極めるほどに楽しくなくなるような気がする

 先日、和醸良酒探究会に参加しました。おいしい酒を飲む会です。この日は、一般的においしいと言われている地酒(比較の基準)として「越の白瀧(雪漫々タイプの酒)」が出された。並んだ酒は8銘柄以上。(1)「千代の園:原酒」(平成3年度:新酒)と(平成2年度:1年間冷蔵保存)(2)「神亀:純米」(にごり酒:発砲タイプ)と(一般の純米酒)(3)「久保田(万寿):大吟醸」(この日一番高い酒:5,000円/4号)(4)「四季桜:吟醸」(5)「瑞穂菊:大吟醸」(6)「栄光富士:大吟醸」そのほか、「富貴の誉:純米しずく」や「銀盤」などなど。

※よくよく見ると、ブログ「和醸良酒探究会」の項の資料3)の会合でした。

 (3)と(6)以外は、とてもおいしかった。((3)と(6)については、かなり人工的な処理(炭素ろ過、ヤコマン:つけ香)が感じられ、おいしいのはおいしいのだが不自然さがある)(5)については少々古くなっていたこともあり、ヒネ香が出ていたもののお気に入りの逸品であった。(1)の新酒は新酒にありがちなフルーティーな香りが楽しめ、よく熟れたビワを連想させた。冷蔵保存酒は香りが味に変わり、枯れた味が楽しめた。(4)はクイクイと飲める酒。とても飲みやすい。

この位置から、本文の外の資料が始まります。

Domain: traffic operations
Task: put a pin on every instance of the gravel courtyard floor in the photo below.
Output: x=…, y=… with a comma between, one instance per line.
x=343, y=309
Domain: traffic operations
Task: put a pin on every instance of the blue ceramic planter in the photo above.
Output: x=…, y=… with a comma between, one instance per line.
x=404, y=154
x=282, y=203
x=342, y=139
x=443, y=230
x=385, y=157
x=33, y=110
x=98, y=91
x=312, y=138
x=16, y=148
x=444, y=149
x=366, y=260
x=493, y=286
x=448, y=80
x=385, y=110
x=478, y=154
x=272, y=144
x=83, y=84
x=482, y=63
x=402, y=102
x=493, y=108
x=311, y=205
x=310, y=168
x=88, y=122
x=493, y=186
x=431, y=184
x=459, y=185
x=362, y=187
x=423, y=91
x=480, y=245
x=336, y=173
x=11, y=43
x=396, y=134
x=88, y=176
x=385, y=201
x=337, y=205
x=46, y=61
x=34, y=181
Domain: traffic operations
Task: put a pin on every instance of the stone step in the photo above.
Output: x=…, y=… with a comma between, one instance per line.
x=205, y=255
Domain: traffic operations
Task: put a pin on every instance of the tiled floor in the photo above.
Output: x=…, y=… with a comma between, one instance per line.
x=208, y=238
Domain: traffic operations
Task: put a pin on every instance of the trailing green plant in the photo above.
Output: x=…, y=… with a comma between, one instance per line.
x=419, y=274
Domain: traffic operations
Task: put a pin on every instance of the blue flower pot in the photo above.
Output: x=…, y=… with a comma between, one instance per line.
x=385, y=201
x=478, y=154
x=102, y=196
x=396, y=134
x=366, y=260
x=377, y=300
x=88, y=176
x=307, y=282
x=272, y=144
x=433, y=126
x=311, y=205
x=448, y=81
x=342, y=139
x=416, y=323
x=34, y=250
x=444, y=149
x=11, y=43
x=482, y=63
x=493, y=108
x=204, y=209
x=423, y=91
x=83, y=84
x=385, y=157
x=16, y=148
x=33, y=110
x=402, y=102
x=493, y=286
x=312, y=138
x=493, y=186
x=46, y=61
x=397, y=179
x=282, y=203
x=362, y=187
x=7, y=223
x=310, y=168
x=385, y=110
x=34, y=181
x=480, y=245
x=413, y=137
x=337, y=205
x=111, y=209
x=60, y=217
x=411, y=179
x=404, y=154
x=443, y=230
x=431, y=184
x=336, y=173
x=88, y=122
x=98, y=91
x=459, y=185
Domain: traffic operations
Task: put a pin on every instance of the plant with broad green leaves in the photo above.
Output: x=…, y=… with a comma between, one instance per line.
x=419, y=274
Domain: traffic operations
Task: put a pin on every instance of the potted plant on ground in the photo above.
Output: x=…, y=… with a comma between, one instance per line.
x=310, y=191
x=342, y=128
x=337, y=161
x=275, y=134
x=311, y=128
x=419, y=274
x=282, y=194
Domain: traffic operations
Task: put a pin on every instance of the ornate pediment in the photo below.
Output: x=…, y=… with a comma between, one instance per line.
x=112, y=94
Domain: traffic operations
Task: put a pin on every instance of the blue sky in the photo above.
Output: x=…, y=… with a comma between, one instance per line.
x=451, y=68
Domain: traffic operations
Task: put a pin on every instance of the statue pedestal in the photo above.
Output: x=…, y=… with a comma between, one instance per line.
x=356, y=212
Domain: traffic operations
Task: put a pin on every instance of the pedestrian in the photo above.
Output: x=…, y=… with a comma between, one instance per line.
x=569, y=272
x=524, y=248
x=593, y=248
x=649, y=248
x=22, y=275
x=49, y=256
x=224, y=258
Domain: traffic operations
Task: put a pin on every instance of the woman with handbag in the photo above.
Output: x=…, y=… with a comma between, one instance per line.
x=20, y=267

 今回「おおっ、スゲェ」と思ったのは(2)。埼玉の酒である。食中酒をコンセプトにしていることもあり“冷や”で飲んだらまずい酒。アミノ酸の含有量が少ない酒で、キレは驚くほど良い。脂分の多い食事に合い、この日はエビとホタテの炒め物にカンをつけて飲んだ。とてもいい。日本酒版の紹興酒で、口の中の脂をスッと流してくれる。とてもいい。

 いろんな酒を味わった後は、雑談。この日の参加者のほとんどが岡福市と津唐市の人。ビルの設計士や写真家、美容師などクリエイティブな業種の人やかまぼこ店の店主など、味にうるさいクセ者ばかり。ちなみに前記の評価も彼らの受け売りで、個人的にはどれもおいしかったというのが正直なところ。特に、かまぼこ店の店主の話にはうならされた。「味の素を入れないと売れない話」「合成保存料を入れないと売れない話」「自分の子どもも化学調味料の影響で味音痴であるという話」「思いと商売は相反する話」などなど

 また、この日飛び入りで参加した酒蔵の主人は、こうボヤいていた。「高い酒であろうと安い酒であろうと、1本当たりの収益は同じ」「高いものは造るのに苦労するので、安いものを造った方が楽」「すべてを純米酒にしたいという思いはあるが、経営ができなくなる」「酔うためだけに飲む人がいる以上、混ぜ物いっぱいの安酒も作らざるを得ない」などなど……みんな苦労しているんですね。